To be honest,
1. There is no need to compute `pow(E, result)` twice.
2. A fast numerical way should use polynomial approximation. see [musl
implementation](https://git.musl-libc.org/cgit/musl/tree/src/math/log.c)
3. `pow` should not be used, not to say inside while loop. Also,
implementation of `pow` often calls `log` internally.
4. Newton method is a fast method (the approximation speed is linear to
accuracy per iteration), but it doesn't mean direct implementation is fast.

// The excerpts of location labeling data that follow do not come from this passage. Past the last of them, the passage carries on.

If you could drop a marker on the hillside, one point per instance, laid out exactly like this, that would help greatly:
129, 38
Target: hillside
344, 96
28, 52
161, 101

5. A simple binary search (the approximation speed is constant per iteration)
is possible by making use of some basic properties `log2(x) = 1+log2(x/2) =
log2(x*x)/2`, no external library needed, no table lookup needed, no special
constant needed.
import std/monotimes
from std/math import pow, almostEqual, E, log2
from std/fenv import epsilon
proc simpleNewton(n: float64): float64 =
var next: float64 = 1.0
while not almostEqual(result, next, 1):
result = next
next = result - 1 + n/pow(2, result)
proc binarySearch(n: float64): float64 =
var x = n
var c = 1.0
while c > epsilon(float64):
if x >= 2:
result += c
x /= 2
elif x <= 1/2:
result -= c
x *= 2
else:
x = x*x
c /= 2
var t0 = high(int)
template timeit(name, code) =
block:
let s = getMonoTime()
var ans = 0.0
for i in 1..1000:
ans += code(i.float)
let e = getMonoTime()
let t = e.ticks - s.ticks
t0 = min(t0, t)
# echo t
echo name, ": time=", t, "\t(x", t/t0, ")\tans=", ans
timeit "math.log2 ", log2
timeit "binarySearch", binarySearch
timeit "simpleNewton", simpleNewton
# nim r -d:release play_log.nim
# math.log : time=28050 (x1.0)
ans=8529.398004204777
# binarySearch: time=762358 (x27.17853832442068)
ans=8529.398004204777
# simpleNewton: time=16559248 (x590.34752228164)
ans=8529.398004204781
Run
6. The way calculating `result` in simpleNewton **may** accumulates and
propagates numerical error sightly higher than the others as shown above.